Sounds like you shouldn't be running into any resource problems or SCSI stuff dangling off into nowhere especially if both the new and old VMs have the same problem.

Looking at vmware logs is a chore at the best of times (I swear they design them to be as "you should buy a support contract"-readable as possible, hence why I'd recommend getting on the shell of the host via SSH, clearing out the logs so that they're all as empty as possible and see if you can see what it's doing. whitey's comment about esxtop is valid as well - be handy to see if there's a period of disc activity or a CPU bottleneck or similar before the power-on event happens.
 

JimPhreak

Active Member
Oct 10, 2013
553
55
28
1) Think you've actually included the screenie from the CPU tab there rather than memory :) But if you haven't been tweaking settings, out-of-the-box VMware will leave those set at "unlimited" with no reservation. The reservation size affects the amount of space given to the .vswp files when you're running in a resource-constrained scenario.

Sounds like you shouldn't be running into any resource problems or SCSI stuff dangling off into nowhere especially if both the new and old VMs have the same problem.

Looking at vmware logs is a chore at the best of times (I swear they design them to be as "you should buy a support contract"-readable as possible, hence why I'd recommend getting on the shell of the host via SSH, clearing out the logs so that they're all as empty as possible and see if you can see what it's doing. whitey's comment about esxtop is valid as well - be handy to see if there's a period of disc activity or a CPU bottleneck or similar before the power-on event happens.
You're right about the screen shot, I just fixed that in my previous post.

As for the logs, I'll go ahead and clear them and see what I can find.
 

JimPhreak

Active Member
Oct 10, 2013
553
55
28
Ok finally have some time to troubleshoot this issue. I've been working on getting my storage VM going as preclearing 8TB drives takes a LONG time so I wanted to get that going.

With regard to esxtop, what should I be looking for? I've shut down all my non-essential VMs so the only ones running are pfSense, Media Server, and Storage Server. When I click to startup a VM, are there some indicators I should be looking for specifically in esxtop?

I've never really had to troubleshoot ESXi as I'm sure you can tell.
 

TuxDude

Well-Known Member
Sep 17, 2011
616
338
63
I usually look mostly at the latency numbers when using esxtop to dig into IO issues.
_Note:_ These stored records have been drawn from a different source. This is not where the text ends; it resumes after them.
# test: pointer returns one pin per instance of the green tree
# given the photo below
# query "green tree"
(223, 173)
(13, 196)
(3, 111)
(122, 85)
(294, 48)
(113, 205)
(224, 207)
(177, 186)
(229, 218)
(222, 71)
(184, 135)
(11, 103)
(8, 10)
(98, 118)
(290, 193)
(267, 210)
I like to look at storage from the disk device perspective (hit 'u' while in esxtop), and make sure the latency fields are enabled (hit 'f' to get the field list, and 'i' to enable the * next to 'Overall Latency Stats', or 'j' or 'k' if you specifically want read or write latencies). Also usually turn off any fields I'm not interested in otherwise the display quickly gets too wide and I can't see the right-most fields, and hit 's', '2', '<enter>' to increase the refresh rate to 2 seconds (as fast as it can go). You will get 4 fields for latency, DAVG, KAVG, GAVG, and QAVG, which correspond to Device latency, Kernel, Guest, and Queue. Of those, Device is how much latency there was going over the wire to the storage, and coming back (whether that is local SATA/SAS, or remote iSCSI, FC, etc.), Kernel is the time spend in the hypervisor kernel, and Queue is time spent in the IO queue - add all those together and you get the Guest latency, which is what the guest OS sees for total latency.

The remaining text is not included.